Several instances of the Reddit alternative Lemmy were hacked in recent days by attackers who had apparently exploited a zero-day vulnerability.
Lemmy is an open source software designed for running self-hosted news aggregation and discussion forums. Each Lemmy instance is run by a different individual or organization, but they are interconnected, allowing users from one instance to interact with posts on other servers.

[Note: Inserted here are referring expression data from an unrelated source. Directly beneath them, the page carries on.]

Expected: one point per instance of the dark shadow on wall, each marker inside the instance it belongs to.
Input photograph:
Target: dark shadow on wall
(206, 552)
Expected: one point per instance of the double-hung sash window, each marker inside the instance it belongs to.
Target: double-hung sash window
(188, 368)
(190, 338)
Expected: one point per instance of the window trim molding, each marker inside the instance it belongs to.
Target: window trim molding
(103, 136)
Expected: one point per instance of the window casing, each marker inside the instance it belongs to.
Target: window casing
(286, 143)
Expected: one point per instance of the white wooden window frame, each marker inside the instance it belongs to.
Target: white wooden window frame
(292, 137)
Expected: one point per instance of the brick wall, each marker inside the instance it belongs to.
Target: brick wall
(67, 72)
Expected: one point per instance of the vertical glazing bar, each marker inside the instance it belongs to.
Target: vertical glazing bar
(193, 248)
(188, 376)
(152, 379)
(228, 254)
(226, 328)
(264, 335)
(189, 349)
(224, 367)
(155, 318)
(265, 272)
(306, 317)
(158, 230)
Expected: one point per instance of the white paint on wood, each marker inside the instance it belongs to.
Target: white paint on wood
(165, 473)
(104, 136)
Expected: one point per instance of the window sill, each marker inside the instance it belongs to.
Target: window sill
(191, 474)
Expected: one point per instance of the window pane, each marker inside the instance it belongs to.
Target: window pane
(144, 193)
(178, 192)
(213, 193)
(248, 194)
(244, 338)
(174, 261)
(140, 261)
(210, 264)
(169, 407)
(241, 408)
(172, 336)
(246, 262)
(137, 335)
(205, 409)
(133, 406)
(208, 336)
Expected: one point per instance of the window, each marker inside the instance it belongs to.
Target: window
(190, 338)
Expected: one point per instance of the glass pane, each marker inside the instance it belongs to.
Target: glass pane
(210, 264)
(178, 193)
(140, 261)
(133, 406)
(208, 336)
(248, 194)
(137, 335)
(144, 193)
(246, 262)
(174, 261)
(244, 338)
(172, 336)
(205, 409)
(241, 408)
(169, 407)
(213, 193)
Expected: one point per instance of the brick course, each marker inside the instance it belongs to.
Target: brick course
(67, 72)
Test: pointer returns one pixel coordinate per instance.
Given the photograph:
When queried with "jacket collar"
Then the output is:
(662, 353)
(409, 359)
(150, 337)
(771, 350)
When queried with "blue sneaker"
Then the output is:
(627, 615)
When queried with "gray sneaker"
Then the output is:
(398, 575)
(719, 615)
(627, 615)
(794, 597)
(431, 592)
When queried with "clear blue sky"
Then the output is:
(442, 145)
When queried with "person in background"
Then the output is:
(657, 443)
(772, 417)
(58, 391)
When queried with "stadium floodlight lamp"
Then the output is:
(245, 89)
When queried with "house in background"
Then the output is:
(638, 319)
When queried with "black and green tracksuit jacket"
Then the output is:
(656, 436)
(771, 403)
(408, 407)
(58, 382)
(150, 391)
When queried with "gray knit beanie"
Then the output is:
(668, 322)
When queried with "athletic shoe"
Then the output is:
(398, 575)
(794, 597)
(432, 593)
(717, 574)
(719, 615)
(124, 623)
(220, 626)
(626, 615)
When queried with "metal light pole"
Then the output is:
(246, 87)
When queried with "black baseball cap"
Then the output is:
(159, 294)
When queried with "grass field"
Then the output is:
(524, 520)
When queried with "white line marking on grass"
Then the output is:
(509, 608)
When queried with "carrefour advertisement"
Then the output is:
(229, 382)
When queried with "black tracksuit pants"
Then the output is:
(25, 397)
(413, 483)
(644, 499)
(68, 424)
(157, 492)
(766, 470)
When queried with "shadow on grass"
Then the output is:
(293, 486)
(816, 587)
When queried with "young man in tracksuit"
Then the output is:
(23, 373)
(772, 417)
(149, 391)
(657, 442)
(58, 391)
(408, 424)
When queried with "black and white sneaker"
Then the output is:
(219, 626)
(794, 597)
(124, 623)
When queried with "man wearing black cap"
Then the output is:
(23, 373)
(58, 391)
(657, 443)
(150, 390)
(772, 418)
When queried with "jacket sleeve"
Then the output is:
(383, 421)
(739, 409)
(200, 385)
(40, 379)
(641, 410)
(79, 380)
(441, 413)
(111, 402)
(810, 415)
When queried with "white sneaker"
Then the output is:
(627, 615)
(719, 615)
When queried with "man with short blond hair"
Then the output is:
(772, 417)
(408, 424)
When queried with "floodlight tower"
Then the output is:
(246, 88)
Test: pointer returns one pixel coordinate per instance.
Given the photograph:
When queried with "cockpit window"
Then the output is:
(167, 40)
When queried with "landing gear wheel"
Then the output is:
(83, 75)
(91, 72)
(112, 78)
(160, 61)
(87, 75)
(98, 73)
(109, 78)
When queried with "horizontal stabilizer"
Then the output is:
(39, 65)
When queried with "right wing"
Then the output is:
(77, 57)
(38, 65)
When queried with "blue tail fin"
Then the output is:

Currently there are more than 1,100 instances with a total of nearly 850,000 users.
A few days ago, someone started exploiting a cross-site scripting (XSS) vulnerability related to the rendering of custom emojis.
The attacker leveraged the vulnerability to deface pages on some popular instances, including Lemmy.world, the most popular instance, which has over 100,000 users.
“A couple of the bigger Lemmy instances had several user accounts compromised through stolen [JWT] authentication cookies. Some of these cookies belonged to admins, these admin cookies were used to deface instances. Only users that opened pages with malicious content during the incident were vulnerable,” Lemmy.world maintainers explained.
They added, “Stolen cookies gave attackers access to all private messages and e-mail addresses of affected users.”
It appears that the attacker used the compromised pages to redirect users to hateful or shocking content.
Some Lemmy instances were preemptively shut down when the attack started.
The vulnerability should now be patched, but users have also been advised to rotate their JWT secrets.